Hai perempuan yang penuh energi,
kau pernah berkata padaku bahwa kau marah pada dunia. Bahwa dunia tidak pernah adil. Bahwa untuk mendapat sedikit simpati saja harus berparas cantik. Bahwa untuk dihargai saja harus menjadi penjilat. Aku memahami amarahmu. Aku juga pernah memikirkan hal yang sama. Namun kau salah. Kau cantik, dalam caramu sendiri yang memang tak semua orang dapat lihat dengan kasat mata. Kau tidak perlu menjadi penjilat untuk dapat dihargai karena aku dan beberapa orang di sekeliling menghargaimu. Dunia memang tidak adil, sayang, namun ingatlah, ada sang Maha Adil.
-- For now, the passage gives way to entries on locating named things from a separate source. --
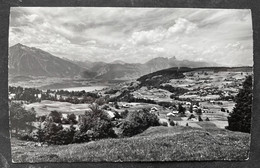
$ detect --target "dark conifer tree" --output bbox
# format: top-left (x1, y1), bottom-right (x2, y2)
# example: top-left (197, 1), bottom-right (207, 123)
top-left (227, 76), bottom-right (252, 133)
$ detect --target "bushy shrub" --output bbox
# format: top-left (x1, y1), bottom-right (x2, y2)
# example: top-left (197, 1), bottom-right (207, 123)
top-left (227, 75), bottom-right (253, 133)
top-left (77, 104), bottom-right (116, 140)
top-left (121, 110), bottom-right (129, 118)
top-left (43, 120), bottom-right (63, 144)
top-left (73, 130), bottom-right (90, 143)
top-left (67, 113), bottom-right (78, 124)
top-left (48, 110), bottom-right (62, 123)
top-left (9, 102), bottom-right (36, 134)
top-left (160, 121), bottom-right (168, 127)
top-left (95, 97), bottom-right (106, 106)
top-left (121, 109), bottom-right (160, 136)
top-left (198, 116), bottom-right (203, 121)
top-left (188, 114), bottom-right (196, 120)
top-left (170, 121), bottom-right (175, 126)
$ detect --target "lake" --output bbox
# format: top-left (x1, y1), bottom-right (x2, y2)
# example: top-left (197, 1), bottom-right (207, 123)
top-left (55, 86), bottom-right (108, 92)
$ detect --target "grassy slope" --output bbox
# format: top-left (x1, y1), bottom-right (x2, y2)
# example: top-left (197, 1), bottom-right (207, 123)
top-left (12, 124), bottom-right (250, 162)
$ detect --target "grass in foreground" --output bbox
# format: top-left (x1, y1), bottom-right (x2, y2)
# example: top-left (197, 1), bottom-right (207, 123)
top-left (12, 126), bottom-right (250, 163)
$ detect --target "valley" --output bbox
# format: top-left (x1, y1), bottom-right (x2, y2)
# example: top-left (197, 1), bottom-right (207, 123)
top-left (9, 45), bottom-right (253, 163)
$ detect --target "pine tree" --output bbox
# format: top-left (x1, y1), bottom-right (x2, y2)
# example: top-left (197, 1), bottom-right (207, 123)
top-left (227, 75), bottom-right (252, 133)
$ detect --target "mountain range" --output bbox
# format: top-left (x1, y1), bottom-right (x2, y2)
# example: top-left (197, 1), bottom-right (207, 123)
top-left (8, 43), bottom-right (217, 80)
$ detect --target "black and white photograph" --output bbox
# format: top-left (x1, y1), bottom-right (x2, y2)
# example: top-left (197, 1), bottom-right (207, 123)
top-left (8, 7), bottom-right (254, 163)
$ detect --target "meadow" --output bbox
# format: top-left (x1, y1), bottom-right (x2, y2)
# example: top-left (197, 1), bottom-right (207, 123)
top-left (11, 125), bottom-right (250, 163)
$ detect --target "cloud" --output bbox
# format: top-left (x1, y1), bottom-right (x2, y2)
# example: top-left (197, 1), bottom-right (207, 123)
top-left (9, 7), bottom-right (253, 66)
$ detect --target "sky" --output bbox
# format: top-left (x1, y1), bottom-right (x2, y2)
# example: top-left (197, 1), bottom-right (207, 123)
top-left (9, 7), bottom-right (253, 66)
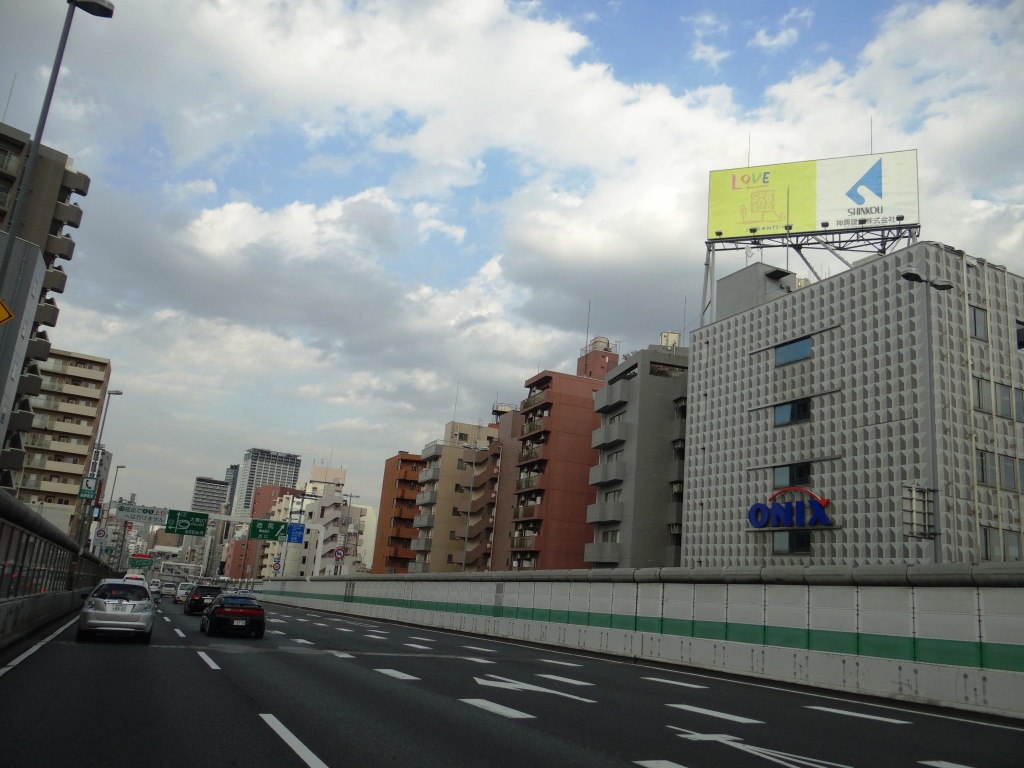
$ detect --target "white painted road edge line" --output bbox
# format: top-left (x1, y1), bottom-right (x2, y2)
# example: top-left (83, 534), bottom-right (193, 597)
top-left (804, 707), bottom-right (911, 725)
top-left (459, 698), bottom-right (537, 720)
top-left (260, 715), bottom-right (328, 768)
top-left (199, 651), bottom-right (220, 670)
top-left (0, 616), bottom-right (78, 677)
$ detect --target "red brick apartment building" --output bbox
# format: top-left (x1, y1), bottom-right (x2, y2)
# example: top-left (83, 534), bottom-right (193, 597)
top-left (370, 451), bottom-right (426, 573)
top-left (493, 337), bottom-right (618, 570)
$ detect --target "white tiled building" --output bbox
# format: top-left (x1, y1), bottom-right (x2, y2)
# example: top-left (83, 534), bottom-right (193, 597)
top-left (681, 243), bottom-right (1024, 566)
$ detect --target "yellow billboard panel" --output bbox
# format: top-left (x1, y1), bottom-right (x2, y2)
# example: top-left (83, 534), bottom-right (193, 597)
top-left (708, 150), bottom-right (920, 240)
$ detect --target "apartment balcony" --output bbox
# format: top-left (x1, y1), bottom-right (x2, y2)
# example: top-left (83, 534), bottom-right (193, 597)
top-left (594, 379), bottom-right (633, 414)
top-left (53, 203), bottom-right (82, 229)
top-left (590, 421), bottom-right (631, 449)
top-left (413, 513), bottom-right (434, 528)
top-left (416, 490), bottom-right (437, 507)
top-left (519, 389), bottom-right (550, 413)
top-left (512, 535), bottom-right (541, 552)
top-left (43, 266), bottom-right (68, 293)
top-left (583, 542), bottom-right (620, 563)
top-left (420, 440), bottom-right (444, 461)
top-left (43, 234), bottom-right (75, 261)
top-left (512, 504), bottom-right (543, 520)
top-left (60, 168), bottom-right (89, 198)
top-left (515, 475), bottom-right (545, 492)
top-left (590, 462), bottom-right (627, 485)
top-left (587, 502), bottom-right (626, 522)
top-left (519, 419), bottom-right (547, 435)
top-left (385, 547), bottom-right (416, 560)
top-left (469, 492), bottom-right (498, 515)
top-left (409, 537), bottom-right (433, 552)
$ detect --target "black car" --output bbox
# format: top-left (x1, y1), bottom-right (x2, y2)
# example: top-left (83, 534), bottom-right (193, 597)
top-left (185, 585), bottom-right (221, 616)
top-left (199, 595), bottom-right (266, 640)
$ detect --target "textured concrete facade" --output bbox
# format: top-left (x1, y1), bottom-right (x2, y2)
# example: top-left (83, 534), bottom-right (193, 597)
top-left (681, 243), bottom-right (1024, 566)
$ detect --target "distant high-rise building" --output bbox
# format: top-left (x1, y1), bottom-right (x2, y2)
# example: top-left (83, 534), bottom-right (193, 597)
top-left (224, 464), bottom-right (239, 509)
top-left (231, 449), bottom-right (302, 517)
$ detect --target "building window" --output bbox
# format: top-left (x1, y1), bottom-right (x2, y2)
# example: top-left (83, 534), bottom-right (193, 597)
top-left (995, 384), bottom-right (1014, 419)
top-left (999, 455), bottom-right (1017, 490)
top-left (975, 451), bottom-right (995, 485)
top-left (775, 397), bottom-right (811, 427)
top-left (771, 530), bottom-right (811, 555)
top-left (970, 306), bottom-right (988, 341)
top-left (775, 462), bottom-right (811, 488)
top-left (775, 336), bottom-right (811, 366)
top-left (971, 378), bottom-right (992, 414)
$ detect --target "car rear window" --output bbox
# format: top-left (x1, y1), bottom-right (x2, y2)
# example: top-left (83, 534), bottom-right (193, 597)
top-left (224, 596), bottom-right (260, 608)
top-left (92, 584), bottom-right (150, 600)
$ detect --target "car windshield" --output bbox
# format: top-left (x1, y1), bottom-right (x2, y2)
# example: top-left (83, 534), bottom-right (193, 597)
top-left (92, 584), bottom-right (150, 600)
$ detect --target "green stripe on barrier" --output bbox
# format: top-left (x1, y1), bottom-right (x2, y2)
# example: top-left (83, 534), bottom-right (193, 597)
top-left (263, 590), bottom-right (1024, 672)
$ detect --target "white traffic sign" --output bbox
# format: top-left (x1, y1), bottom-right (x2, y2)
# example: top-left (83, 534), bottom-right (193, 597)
top-left (114, 504), bottom-right (167, 525)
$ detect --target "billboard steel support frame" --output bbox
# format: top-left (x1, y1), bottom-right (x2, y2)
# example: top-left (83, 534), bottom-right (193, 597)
top-left (700, 224), bottom-right (921, 328)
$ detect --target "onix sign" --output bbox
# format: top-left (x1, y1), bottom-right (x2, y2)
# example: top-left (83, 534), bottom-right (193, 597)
top-left (746, 486), bottom-right (835, 528)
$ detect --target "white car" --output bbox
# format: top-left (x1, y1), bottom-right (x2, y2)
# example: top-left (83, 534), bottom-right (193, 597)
top-left (174, 582), bottom-right (196, 603)
top-left (75, 579), bottom-right (153, 644)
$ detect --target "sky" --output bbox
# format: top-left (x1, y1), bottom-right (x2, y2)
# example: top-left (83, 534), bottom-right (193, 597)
top-left (0, 0), bottom-right (1024, 518)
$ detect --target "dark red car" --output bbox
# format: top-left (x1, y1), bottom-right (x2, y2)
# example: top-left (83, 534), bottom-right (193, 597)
top-left (185, 584), bottom-right (221, 616)
top-left (199, 594), bottom-right (266, 640)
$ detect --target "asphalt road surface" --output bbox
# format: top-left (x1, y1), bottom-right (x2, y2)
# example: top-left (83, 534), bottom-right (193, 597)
top-left (0, 600), bottom-right (1024, 768)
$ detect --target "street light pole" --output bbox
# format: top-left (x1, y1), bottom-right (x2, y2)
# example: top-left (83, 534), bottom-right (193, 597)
top-left (0, 0), bottom-right (114, 286)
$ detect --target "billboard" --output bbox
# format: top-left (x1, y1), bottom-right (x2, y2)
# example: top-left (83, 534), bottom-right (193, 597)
top-left (708, 150), bottom-right (921, 240)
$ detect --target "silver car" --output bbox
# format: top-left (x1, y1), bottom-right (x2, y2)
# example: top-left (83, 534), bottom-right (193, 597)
top-left (75, 579), bottom-right (154, 644)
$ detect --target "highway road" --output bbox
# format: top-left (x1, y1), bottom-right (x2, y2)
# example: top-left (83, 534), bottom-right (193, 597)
top-left (0, 600), bottom-right (1024, 768)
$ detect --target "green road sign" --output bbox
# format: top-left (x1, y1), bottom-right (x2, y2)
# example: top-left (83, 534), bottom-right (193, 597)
top-left (167, 509), bottom-right (210, 536)
top-left (249, 520), bottom-right (288, 542)
top-left (78, 475), bottom-right (99, 499)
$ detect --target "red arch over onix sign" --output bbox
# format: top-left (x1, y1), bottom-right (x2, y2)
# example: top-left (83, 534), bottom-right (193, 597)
top-left (746, 485), bottom-right (835, 528)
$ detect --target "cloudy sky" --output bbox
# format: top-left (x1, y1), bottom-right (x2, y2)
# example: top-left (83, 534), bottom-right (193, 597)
top-left (0, 0), bottom-right (1024, 518)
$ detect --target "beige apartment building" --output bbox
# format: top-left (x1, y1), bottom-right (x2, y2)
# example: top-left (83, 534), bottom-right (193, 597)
top-left (15, 349), bottom-right (111, 538)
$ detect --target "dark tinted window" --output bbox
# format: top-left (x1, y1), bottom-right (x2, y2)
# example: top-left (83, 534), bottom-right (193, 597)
top-left (92, 584), bottom-right (150, 600)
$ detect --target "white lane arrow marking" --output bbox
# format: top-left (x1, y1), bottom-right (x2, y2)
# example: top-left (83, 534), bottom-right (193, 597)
top-left (473, 675), bottom-right (597, 703)
top-left (459, 698), bottom-right (534, 720)
top-left (640, 677), bottom-right (708, 688)
top-left (376, 670), bottom-right (420, 680)
top-left (669, 725), bottom-right (853, 768)
top-left (538, 675), bottom-right (593, 685)
top-left (804, 707), bottom-right (911, 725)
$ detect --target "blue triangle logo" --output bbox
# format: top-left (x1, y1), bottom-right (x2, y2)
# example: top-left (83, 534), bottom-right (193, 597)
top-left (846, 158), bottom-right (882, 206)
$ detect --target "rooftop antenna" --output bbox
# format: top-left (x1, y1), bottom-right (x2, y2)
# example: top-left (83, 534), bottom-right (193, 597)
top-left (0, 72), bottom-right (17, 123)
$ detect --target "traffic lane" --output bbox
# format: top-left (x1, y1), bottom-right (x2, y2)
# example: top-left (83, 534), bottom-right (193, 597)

Aku tidak ingin melihat energi-energi positif yang selalu kau pancarkan meredup, kemudian lambat laun menghilang. Aku ingin kau kembali bersinar seperti dahulu kala, kembali percaya diri, kembali menjadi dirimu yang kukenal selalu ceria di mana saja. Aku ingin kau tahu, aku akan selalu membantumu setiap saat kau butuh bantuanku.



Pasuruan, 1 Maret 2014.
Dari yang benar-benar memahami perasaanmu.